Atal Pension Yojana (APY) – Maximum monthly pension may raised to Rs 10,000 and the maximum age limit for enrolling in the scheme may be raised to 50 years
The Finance Ministry is considering a proposal to relax the maximum monthly pension paid under the Atal Pension Yojana (APY) to Rs 10,000 and raise the maximum age limit for enrolling in the scheme to 50 years. Presently, the scheme benefiting un-organised sector workers allows enrolments for those aged between 18 and 40. The scheme also provides minimum guaranteed monthly pension of Rs 1,000 to Rs 5,000 from the age of 60. “We have recommenced the finance ministry to increase the age limit and double the maximum guaranteed monthly pension payout. We have also shared the subscription rates and submitted the actuarial valuation report with the government,” said Supratim Bandopadhyay, member (Finance), PFRDA. “We have shared our submissions, but how much financial commitment the government would be able to make is its call.

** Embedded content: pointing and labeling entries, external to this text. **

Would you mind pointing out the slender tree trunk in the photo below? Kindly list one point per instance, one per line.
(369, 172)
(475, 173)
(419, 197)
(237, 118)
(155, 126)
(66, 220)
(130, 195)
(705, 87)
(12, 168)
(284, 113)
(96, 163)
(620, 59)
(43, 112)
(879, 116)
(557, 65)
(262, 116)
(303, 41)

The PFRDA proposed merging the pension schemes available separately for farmers and shopkeepers with APY to avoid confusion. The APY, a flagship pension scheme of the government to cover the workers in the unorganised sector, has now crossed the 19 million subscription mark, data until Nov end showed. PFRDA aims to increase the subscriber base to 22.5 million by March 2020. The pension regulator had indicated in the past that enrolment of the first 10 million subscribers had taken three years, while it took only 18 months thereafter to double the subscriber base. ET had recently reported that the finance ministry is considering a proposal to allow PFRDA to become the single regulatory authority for all pension products. An announcement to that effect is expected in the upcoming budget. The government is considering doubling the tax benefits currently available under the national pension scheme (NPS) to Rs 1 lakh under Section 80CCD (1b) and making the annuity income tax-free. Currently, the annuity received is taxable in the year of receipt.